HONG KONG — As China adjusts to what President Xi Jinping calls a “new normal” of more modest economic growth, U.S. tech giant Apple may be undergoing a similar transition, at least for now.

The company has endured an unpleasant few weeks. Its stock has dropped 14 percent since July 20, when it announced third-quarter earnings that failed to live up to Wall Street's high expectations. It has also endured three five-day losing streaks in the past month, raising the specter of 2012, when its stock price crumbled from $100 to $55 over seven months.

There are multiple concerns driving Apple's current stock correction. Some investors believe that the company's new Watch has not lived up to expectations; others that it had failed to meet admittedly high targets for iPhone sales. Many analysts seem to agree, however, that the extent to which the company is intertwined with a China that is experiencing an economic slowdown will hamper its ability to deliver the kind of phenomenal growth it has seen in recent years.

Concern about China's economic performance has peaked in recent weeks, as the stock market has seen significant drops, and the government's attempts at intervention appear to have succeeded in exposing regulatory disarray. The country had already been experiencing a slowdown as it sought to transition away from polluting manufacturing industries.

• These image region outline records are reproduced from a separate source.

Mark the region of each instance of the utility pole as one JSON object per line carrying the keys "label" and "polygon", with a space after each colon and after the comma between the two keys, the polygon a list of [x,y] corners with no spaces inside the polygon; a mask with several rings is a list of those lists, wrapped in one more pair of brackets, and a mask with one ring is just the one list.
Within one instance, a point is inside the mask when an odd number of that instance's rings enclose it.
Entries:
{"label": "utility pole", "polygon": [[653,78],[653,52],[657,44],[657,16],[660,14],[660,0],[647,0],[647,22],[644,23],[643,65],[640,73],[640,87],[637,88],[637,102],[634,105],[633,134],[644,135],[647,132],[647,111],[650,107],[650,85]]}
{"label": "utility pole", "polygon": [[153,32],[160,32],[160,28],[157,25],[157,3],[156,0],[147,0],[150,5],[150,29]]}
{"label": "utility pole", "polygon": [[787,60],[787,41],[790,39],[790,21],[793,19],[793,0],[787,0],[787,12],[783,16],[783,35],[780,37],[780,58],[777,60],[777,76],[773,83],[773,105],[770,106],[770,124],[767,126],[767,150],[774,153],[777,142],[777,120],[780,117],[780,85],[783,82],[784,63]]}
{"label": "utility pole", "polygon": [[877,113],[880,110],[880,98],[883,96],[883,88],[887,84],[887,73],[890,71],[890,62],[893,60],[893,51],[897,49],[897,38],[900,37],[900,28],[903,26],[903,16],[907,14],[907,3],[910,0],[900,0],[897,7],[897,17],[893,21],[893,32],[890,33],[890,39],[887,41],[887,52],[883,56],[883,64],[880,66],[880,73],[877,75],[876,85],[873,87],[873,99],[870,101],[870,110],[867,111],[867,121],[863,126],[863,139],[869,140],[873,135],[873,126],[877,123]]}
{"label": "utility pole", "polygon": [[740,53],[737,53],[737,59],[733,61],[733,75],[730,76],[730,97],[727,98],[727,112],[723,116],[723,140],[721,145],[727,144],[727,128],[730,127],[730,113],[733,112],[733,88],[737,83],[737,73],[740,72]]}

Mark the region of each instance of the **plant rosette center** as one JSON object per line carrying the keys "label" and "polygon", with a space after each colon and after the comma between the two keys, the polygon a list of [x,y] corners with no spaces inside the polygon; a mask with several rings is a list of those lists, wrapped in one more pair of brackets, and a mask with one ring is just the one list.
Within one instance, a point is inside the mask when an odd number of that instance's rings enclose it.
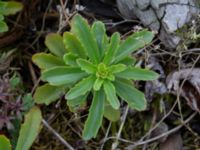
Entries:
{"label": "plant rosette center", "polygon": [[110,69],[108,66],[106,66],[104,63],[100,63],[97,66],[97,71],[96,71],[96,77],[100,79],[109,79],[113,80],[113,74],[110,72]]}

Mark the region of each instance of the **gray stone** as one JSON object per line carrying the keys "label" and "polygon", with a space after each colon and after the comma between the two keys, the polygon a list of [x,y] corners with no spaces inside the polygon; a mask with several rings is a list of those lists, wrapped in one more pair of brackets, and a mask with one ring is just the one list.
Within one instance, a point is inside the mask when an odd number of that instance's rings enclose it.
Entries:
{"label": "gray stone", "polygon": [[141,22],[159,31],[160,39],[168,48],[175,48],[181,40],[175,31],[188,23],[199,10],[198,0],[117,0],[117,6],[125,18],[137,17]]}

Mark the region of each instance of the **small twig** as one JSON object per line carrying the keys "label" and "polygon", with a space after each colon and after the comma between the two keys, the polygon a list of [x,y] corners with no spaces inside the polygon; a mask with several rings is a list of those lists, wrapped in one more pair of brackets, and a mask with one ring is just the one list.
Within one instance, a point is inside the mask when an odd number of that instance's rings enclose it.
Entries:
{"label": "small twig", "polygon": [[124,127],[124,123],[125,123],[125,121],[126,121],[126,117],[127,117],[127,114],[128,114],[128,109],[129,109],[129,107],[128,107],[128,105],[126,106],[126,110],[125,110],[125,112],[124,112],[124,115],[122,116],[122,123],[121,123],[121,125],[120,125],[120,127],[119,127],[119,131],[118,131],[118,133],[117,133],[117,136],[116,136],[116,140],[115,140],[115,142],[112,144],[112,150],[115,150],[116,148],[117,148],[117,146],[118,146],[118,140],[119,140],[119,138],[120,138],[120,136],[121,136],[121,132],[122,132],[122,129],[123,129],[123,127]]}
{"label": "small twig", "polygon": [[[130,144],[133,144],[133,145],[130,145],[129,147],[131,147],[132,149],[135,148],[136,146],[139,146],[139,145],[143,145],[143,144],[147,144],[147,143],[151,143],[151,142],[154,142],[162,137],[165,137],[165,136],[168,136],[176,131],[178,131],[180,128],[182,128],[185,124],[187,124],[188,122],[190,122],[194,117],[195,115],[197,114],[197,112],[194,112],[190,117],[188,117],[182,124],[178,125],[177,127],[165,132],[165,133],[162,133],[154,138],[151,138],[151,139],[148,139],[148,140],[145,140],[145,141],[137,141],[137,142],[132,142],[132,141],[129,141],[129,140],[125,140],[125,139],[122,139],[122,138],[119,138],[118,140],[119,141],[122,141],[122,142],[125,142],[125,143],[130,143]],[[111,139],[116,139],[116,137],[108,137],[106,139],[106,142],[108,140],[111,140]]]}
{"label": "small twig", "polygon": [[182,128],[182,126],[184,126],[186,123],[190,122],[190,120],[192,120],[192,118],[194,118],[194,116],[197,114],[197,112],[194,112],[190,117],[188,117],[182,124],[180,124],[179,126],[169,130],[168,132],[165,132],[165,133],[162,133],[154,138],[151,138],[151,139],[148,139],[148,140],[145,140],[143,142],[136,142],[134,145],[132,145],[131,147],[136,147],[136,146],[139,146],[139,145],[143,145],[143,144],[146,144],[146,143],[150,143],[150,142],[153,142],[153,141],[156,141],[162,137],[165,137],[165,136],[168,136],[176,131],[178,131],[180,128]]}
{"label": "small twig", "polygon": [[106,142],[106,139],[107,139],[107,137],[108,137],[108,134],[109,134],[111,125],[112,125],[112,123],[110,122],[109,125],[108,125],[108,129],[107,129],[107,131],[106,131],[106,135],[105,135],[105,137],[104,137],[104,139],[103,139],[103,143],[102,143],[102,145],[101,145],[100,150],[103,150],[103,147],[104,147],[105,142]]}
{"label": "small twig", "polygon": [[50,132],[52,132],[60,142],[62,142],[69,150],[75,150],[63,137],[60,136],[58,132],[56,132],[47,122],[46,120],[42,119],[42,123],[44,124],[45,127],[49,129]]}

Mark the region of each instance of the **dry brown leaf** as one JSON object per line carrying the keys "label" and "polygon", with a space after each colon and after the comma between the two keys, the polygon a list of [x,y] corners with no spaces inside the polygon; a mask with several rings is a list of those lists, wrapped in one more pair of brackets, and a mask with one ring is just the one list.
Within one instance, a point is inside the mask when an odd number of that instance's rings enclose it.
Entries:
{"label": "dry brown leaf", "polygon": [[167,88],[173,94],[180,93],[187,104],[200,112],[200,69],[182,69],[167,76]]}
{"label": "dry brown leaf", "polygon": [[167,140],[160,143],[159,150],[182,150],[183,141],[180,133],[171,134]]}

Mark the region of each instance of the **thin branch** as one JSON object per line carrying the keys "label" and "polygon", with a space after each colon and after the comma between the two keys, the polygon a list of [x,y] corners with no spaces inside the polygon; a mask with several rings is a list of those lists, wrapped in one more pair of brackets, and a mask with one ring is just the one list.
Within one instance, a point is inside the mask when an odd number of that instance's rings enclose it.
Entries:
{"label": "thin branch", "polygon": [[58,132],[56,132],[47,122],[46,120],[42,119],[42,123],[45,127],[49,129],[50,132],[52,132],[60,142],[62,142],[69,150],[75,150],[63,137],[60,136]]}

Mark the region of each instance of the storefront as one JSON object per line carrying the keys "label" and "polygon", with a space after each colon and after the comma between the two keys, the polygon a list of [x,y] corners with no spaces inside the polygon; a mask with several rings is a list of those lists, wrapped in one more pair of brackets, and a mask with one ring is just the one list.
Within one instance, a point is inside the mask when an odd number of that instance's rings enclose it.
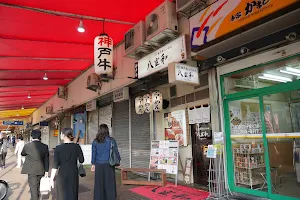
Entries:
{"label": "storefront", "polygon": [[300,43],[218,68],[233,192],[300,198]]}

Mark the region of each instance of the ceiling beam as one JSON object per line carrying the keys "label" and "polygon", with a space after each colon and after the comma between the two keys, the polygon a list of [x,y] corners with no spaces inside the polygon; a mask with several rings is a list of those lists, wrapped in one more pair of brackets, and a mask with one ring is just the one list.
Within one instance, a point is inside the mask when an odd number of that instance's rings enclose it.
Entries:
{"label": "ceiling beam", "polygon": [[25,42],[41,42],[41,43],[56,43],[56,44],[67,44],[67,45],[82,45],[82,46],[93,46],[93,43],[76,43],[76,42],[61,42],[61,41],[48,41],[48,40],[31,40],[31,39],[25,39],[25,38],[12,38],[12,37],[3,37],[0,36],[0,39],[3,40],[18,40],[18,41],[25,41]]}
{"label": "ceiling beam", "polygon": [[3,58],[16,59],[16,60],[93,61],[92,58],[91,59],[89,59],[89,58],[42,58],[42,57],[27,57],[27,56],[0,56],[0,59],[3,59]]}
{"label": "ceiling beam", "polygon": [[18,8],[18,9],[23,9],[23,10],[39,12],[39,13],[48,14],[48,15],[64,16],[64,17],[69,17],[71,19],[76,19],[76,20],[87,19],[87,20],[101,21],[101,22],[105,21],[105,22],[110,22],[110,23],[115,23],[115,24],[134,25],[133,22],[126,22],[126,21],[113,20],[113,19],[105,19],[105,18],[93,17],[93,16],[88,16],[88,15],[79,15],[79,14],[59,12],[59,11],[54,11],[54,10],[46,10],[46,9],[41,9],[41,8],[33,8],[33,7],[28,7],[28,6],[13,5],[13,4],[8,4],[8,3],[0,3],[0,5],[10,7],[10,8]]}
{"label": "ceiling beam", "polygon": [[32,72],[83,72],[84,70],[73,70],[73,69],[46,69],[46,70],[38,70],[38,69],[33,69],[33,70],[25,70],[25,69],[0,69],[0,73],[1,72],[22,72],[22,73],[32,73]]}

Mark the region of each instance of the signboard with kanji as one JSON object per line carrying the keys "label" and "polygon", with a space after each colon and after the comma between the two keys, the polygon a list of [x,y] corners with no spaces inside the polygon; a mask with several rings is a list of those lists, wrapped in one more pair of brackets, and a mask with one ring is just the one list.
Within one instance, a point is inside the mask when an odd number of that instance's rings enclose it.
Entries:
{"label": "signboard with kanji", "polygon": [[94,67],[96,74],[112,75],[113,73],[113,40],[106,34],[94,40]]}

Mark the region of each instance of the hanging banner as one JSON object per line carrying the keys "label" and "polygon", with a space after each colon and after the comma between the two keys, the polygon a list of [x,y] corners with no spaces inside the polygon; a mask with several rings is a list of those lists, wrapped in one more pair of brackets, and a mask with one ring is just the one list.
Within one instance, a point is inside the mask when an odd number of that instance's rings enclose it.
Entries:
{"label": "hanging banner", "polygon": [[162,110],[163,99],[162,99],[162,94],[160,92],[155,91],[152,93],[152,102],[153,102],[153,110],[155,112]]}
{"label": "hanging banner", "polygon": [[186,60],[188,56],[185,37],[186,36],[183,35],[140,59],[136,66],[138,78],[140,79],[166,69],[171,62]]}
{"label": "hanging banner", "polygon": [[152,95],[145,94],[143,99],[145,104],[145,112],[150,113],[152,111]]}
{"label": "hanging banner", "polygon": [[192,51],[298,0],[219,0],[190,18]]}
{"label": "hanging banner", "polygon": [[96,74],[113,73],[113,40],[106,34],[94,40],[94,67]]}
{"label": "hanging banner", "polygon": [[135,112],[138,115],[142,115],[145,112],[145,103],[143,97],[141,96],[135,98]]}
{"label": "hanging banner", "polygon": [[165,140],[177,140],[180,146],[187,146],[187,121],[185,110],[165,113]]}

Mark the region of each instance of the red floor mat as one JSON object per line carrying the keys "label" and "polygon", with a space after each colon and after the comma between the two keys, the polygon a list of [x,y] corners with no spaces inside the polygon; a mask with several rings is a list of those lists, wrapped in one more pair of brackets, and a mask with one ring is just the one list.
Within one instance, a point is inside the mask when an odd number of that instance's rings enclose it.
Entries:
{"label": "red floor mat", "polygon": [[209,193],[194,188],[178,185],[168,185],[164,188],[155,186],[142,186],[131,189],[132,192],[152,200],[204,200]]}

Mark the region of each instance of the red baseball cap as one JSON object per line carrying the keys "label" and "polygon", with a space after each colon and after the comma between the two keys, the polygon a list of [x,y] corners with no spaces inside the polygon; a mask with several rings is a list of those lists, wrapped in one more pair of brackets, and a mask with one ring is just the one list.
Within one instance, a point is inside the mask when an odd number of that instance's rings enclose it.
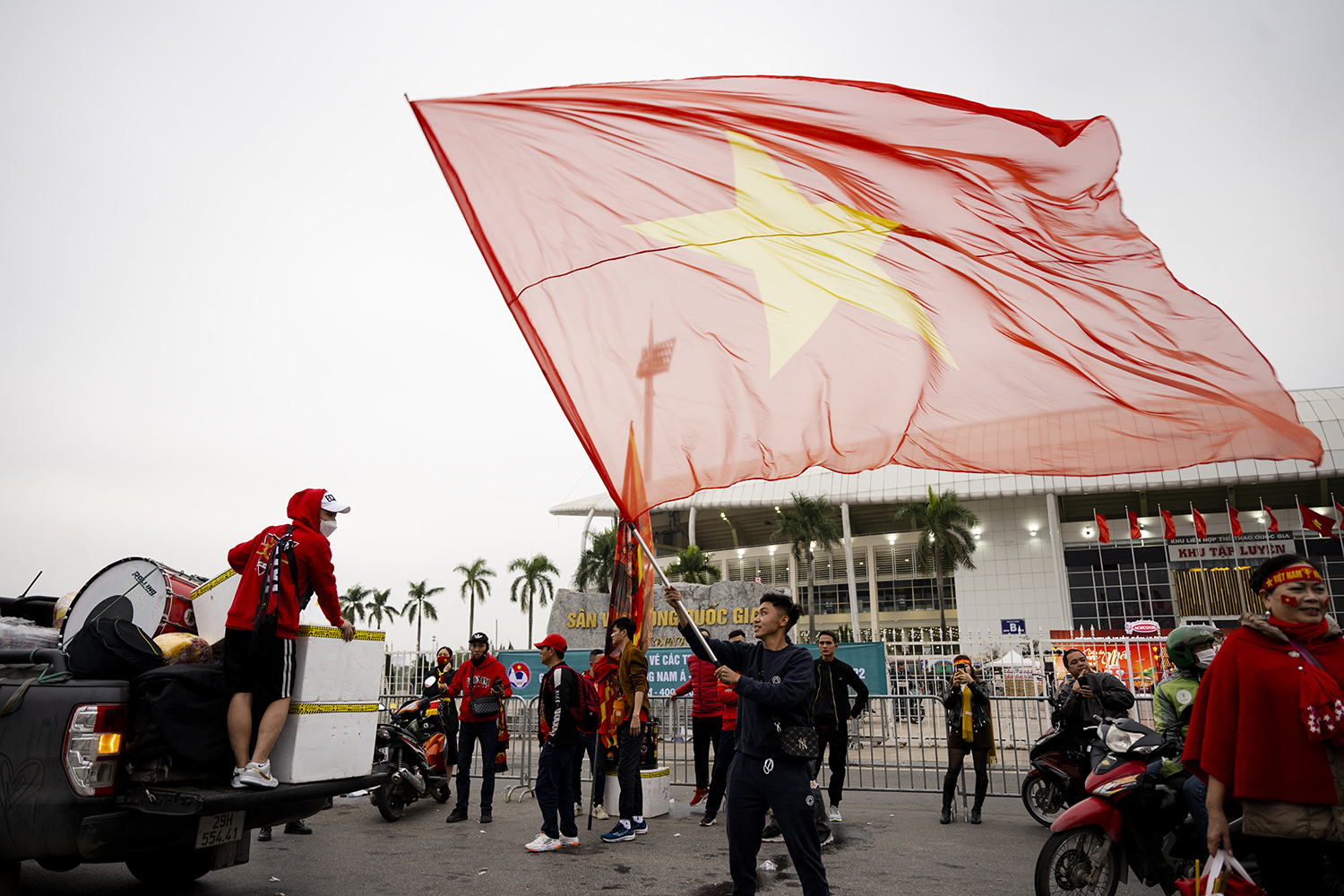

China is a key market for Apple and one that has allowed the company to deliver some spectacular results in recent months. Its first-quarter 2015 results showed a 40 percent year-on-year jump in iPhone sales, and a 55 percent jump in revenue from those sales, driven strongly by demand in China.

Competition in the Chinese market, however, is heating up. Reports this week revealed that Apple had lost its place as the largest smartphone vendor in China, being overtaken local firms Xiaomi and Huawei, who hold 15.9 percent and 15.7 percent of China's smartphone market respectively, Fortune reported.

“If China is slowing, that's one of the bigger smartphone markets, it's probably going to be an issue because that's where Apple has opportunity to gain some share," Sherri Scribner of Deutsche Bank Research told CNBC.

“Apple's grown 40 percent this year probably, based on our estimates with the new phones. It's going to be very difficult for them to see that type of growth off of a 40 percent base considering how big they are," she added.